February 1, 2013 by Corinne Lynds
Fresh back from my annual pilgrimage to Las Vegas for World of Concrete (WOC), I’m optimistic about what 2013 holds
for Canada’s construction industry.
For the past four years, I have walked the show floor chatting with our American colleagues, hearing their comments on the strength of the Canadian economy. “We love the Canadians,” said one manufacturer. “When everyone in the U.S. stopped buying, the Canadians were keeping us alive.”
There’s little doubt that we faired well during the recession compared to our neighbours to the south. That said the Canadian economy is still very closely tied to the U.S.
It is for this reason that I never miss the annual forecast that Portland Cement Association’s chief economist Ed Sullivan presents at WOC.
This year’s forecast was delivered with more fan-fair than usual. Sunglasses were distributed to all of the journalists as Sullivan presented his “sunny” forecast.
He pointed out that there are several factors indicating the U.S. economy is poised for significant growth this year. “Household debt has been declining for five years, the Euro Zone didn’t collapse, the Chinese didn’t go into recession, employment has held up and home prices are starting to rise again,” said Sullivan.

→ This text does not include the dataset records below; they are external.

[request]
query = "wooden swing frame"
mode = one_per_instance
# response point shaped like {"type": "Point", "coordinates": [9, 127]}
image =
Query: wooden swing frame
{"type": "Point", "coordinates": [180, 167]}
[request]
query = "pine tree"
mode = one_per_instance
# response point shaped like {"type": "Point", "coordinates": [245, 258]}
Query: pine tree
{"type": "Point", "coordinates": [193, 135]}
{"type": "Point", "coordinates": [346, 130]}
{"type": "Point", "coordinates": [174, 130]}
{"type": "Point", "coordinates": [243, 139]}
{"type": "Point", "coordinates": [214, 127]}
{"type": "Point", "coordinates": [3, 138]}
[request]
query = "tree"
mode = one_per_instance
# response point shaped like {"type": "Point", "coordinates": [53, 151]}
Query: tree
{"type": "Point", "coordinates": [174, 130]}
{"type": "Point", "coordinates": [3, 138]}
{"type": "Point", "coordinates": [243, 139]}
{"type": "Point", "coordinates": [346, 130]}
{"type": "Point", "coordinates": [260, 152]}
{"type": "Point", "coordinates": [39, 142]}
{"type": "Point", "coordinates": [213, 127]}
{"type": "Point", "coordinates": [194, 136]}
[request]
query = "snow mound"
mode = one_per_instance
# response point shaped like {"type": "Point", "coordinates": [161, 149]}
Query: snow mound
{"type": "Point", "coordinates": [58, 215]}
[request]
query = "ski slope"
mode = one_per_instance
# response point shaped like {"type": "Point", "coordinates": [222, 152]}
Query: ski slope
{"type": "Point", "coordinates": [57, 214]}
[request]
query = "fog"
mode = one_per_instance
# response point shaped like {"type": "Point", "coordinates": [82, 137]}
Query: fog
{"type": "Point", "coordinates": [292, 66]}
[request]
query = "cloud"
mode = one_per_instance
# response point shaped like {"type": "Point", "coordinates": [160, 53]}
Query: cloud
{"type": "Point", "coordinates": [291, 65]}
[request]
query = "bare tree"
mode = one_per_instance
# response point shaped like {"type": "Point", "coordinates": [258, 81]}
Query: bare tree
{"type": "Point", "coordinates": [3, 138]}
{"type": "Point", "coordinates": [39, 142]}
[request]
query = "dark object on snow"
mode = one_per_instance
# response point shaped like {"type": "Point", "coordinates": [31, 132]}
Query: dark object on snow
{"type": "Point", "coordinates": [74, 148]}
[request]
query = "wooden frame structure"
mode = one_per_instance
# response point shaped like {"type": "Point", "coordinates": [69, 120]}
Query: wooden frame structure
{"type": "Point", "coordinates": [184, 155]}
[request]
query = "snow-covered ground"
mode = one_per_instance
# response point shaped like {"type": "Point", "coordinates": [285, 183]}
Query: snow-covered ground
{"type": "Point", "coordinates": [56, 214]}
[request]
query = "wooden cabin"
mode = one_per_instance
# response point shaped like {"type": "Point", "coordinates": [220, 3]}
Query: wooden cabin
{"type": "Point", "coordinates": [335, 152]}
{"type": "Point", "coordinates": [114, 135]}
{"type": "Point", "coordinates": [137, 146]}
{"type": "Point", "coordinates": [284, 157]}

He explains that recessions correct imbalances created during previous boom periods, so during a recession and in the years immediately following, businesses and individual consumers are cautious. They focus on saving and paying down debt. They put off major purchases such as new cars, homes or commercial property.
Now, according to Sullivan, “banks have never been healthier, credit quality is at a high, and credit scores are dropping.”
The non-residential segment should see double-digit gains continued from 2012. Sullivan predicts 8.3 per cent growth this year in terms of cement use, and a continued growth into 2014 since the need for new schools, roads, prisons and other infrastructure is also growing.
This is good news for the construction industry on both sides of the border. Large infrastructure projects create thousands of jobs for all kinds of contractors, sub-trades, architects and consulting engineers. It means increased business for equipment manufacturers and distributors too.
Sullivan’s forecast was pretty “sunny,” and the skeptical journalist in me isn’t quite ready to dawn the sunglasses yet, but his optimism is contageous.